VSDs located in the trabecular portion of the IVS are called muscular VSDs (Fig. 8). Approximately 5% to 20% of all VSDs occur in this region. These defects are entirely surrounded by muscle and vary in their number and size.26 The presence of multiple defects is known as the “swiss cheese septum.” Two thirds of muscular VSDs are located in the apical region. This type of VSD exhibits a marked tendency to regress spontaneously (68% to 75% close before 2 y of age); thus, they are more commonly seen in children.24 As with other types of VSDs, a high attenuation jet crossing through the defect can be seen on electrocardiogram-gated multidetector computed tomography images following administration of contrast and a saline chaser (Fig. 9). Associated dilation of the RV can occasionally be seen, especially with large defects (Fig. 10). Small defects usually close during ventricular systole limiting flow during this phase of the cardiac cycle. Potential pitfalls include deep crypts, Thebesian sinuses, and coarse trabeculations.
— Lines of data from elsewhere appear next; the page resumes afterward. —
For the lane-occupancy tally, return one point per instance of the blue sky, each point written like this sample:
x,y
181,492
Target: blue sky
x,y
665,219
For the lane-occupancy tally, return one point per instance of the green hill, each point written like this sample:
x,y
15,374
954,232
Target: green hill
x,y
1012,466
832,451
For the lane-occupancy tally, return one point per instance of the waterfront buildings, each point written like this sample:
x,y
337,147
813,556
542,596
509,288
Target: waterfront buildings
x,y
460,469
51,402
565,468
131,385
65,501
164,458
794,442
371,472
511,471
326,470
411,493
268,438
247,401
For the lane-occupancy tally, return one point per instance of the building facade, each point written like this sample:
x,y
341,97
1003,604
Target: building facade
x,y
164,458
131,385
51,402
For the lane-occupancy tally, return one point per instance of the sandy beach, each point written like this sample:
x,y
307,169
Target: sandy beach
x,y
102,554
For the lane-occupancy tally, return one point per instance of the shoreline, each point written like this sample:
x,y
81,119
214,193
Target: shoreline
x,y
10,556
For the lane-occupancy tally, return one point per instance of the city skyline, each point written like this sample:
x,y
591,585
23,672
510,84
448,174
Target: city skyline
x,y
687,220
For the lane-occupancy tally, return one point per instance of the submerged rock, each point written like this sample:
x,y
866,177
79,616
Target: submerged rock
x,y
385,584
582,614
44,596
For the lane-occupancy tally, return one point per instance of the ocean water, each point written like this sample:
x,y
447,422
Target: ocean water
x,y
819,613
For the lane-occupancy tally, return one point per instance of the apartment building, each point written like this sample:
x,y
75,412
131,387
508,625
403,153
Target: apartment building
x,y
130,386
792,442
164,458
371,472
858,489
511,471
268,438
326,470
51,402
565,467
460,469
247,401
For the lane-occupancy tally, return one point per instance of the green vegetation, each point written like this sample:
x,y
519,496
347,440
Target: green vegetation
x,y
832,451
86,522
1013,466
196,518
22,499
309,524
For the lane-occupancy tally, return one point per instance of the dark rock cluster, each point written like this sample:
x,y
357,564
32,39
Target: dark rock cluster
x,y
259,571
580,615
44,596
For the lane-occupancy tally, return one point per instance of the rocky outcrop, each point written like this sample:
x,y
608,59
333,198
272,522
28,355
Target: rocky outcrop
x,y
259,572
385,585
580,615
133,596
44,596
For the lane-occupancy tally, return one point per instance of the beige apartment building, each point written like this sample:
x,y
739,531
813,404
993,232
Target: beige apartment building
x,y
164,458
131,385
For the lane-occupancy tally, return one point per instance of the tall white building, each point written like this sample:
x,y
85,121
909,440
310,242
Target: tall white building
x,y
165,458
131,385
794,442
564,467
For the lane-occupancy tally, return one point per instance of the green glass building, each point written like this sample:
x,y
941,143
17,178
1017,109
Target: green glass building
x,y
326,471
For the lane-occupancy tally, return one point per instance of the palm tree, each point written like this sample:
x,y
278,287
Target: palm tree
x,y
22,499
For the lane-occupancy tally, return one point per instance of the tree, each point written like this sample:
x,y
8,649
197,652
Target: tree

The absence of high attenuation contrast material entering the RV can help differentiate these entities from true muscular VSDs.
VSDs located below the semilunar valve and above the crista supraventricularis are known as subarterial, outlet, supracristal, subpulmonary, infundibular, doubly committed, or conoseptal VSDs (Fig. 11).26 Overall, subarterial VSDs account for 5% to 7% of isolated VSDs; however, a substantially higher prevalence has been reported in Asian populations.27 Defects in this location are frequently associated with aortic valve prolapse or regurgitation, which results from the loss of support of the right cusp of the aortic valve.27 These defects can be bound by the fibrous annulus of the semilunar valves and/or muscular tissue. On transthoracic echocardiography, the shunt is best seen on a parasternal short-axis view at the level of the aortic valve at the 1 o'clock position. The shunt is well depicted on MRI and CT images as well, at the level of the aortic valve (Fig. 12). As with other VSDs, right ventricular chamber enlargement can be seen, especially in large defects.
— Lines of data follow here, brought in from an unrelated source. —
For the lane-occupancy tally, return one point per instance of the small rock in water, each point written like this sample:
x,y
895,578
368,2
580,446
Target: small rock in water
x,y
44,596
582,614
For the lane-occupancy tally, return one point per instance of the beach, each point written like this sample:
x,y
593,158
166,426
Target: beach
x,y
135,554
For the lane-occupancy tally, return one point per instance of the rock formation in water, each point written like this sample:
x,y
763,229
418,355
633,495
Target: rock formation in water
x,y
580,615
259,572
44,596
Inflow VSDs occur almost exclusively in association with endocardial cushion defects. Thus, inflow VSDs are uncommon in the general population but have a remarkably high prevalence in genetic conditions such as trisomy 18 and trisomy 21.28 These defects are bound by the tricuspid valve annulus and extend to the muscular septum and variably to the membranous septum. These defects can be associated with ASDs (primum type) and atrioventricular valve clefts.
Many factors influence treatment decision in patients with VSDs, such as the presence of symptoms, coexisting anomalies, age of the patient, right ventricular enlargement, and size, number, and location of the defects. By fully characterizing the anatomy, diagnostic imaging provides valuable information to guide therapy.
The main alternatives in the treatment of VSDs are open surgery with patch repair (Fig. 13) and endovascular closure with devices. Currently, endovascular closure is performed for perimembranous or muscular VSDs in patients at high risk for standard surgical closure.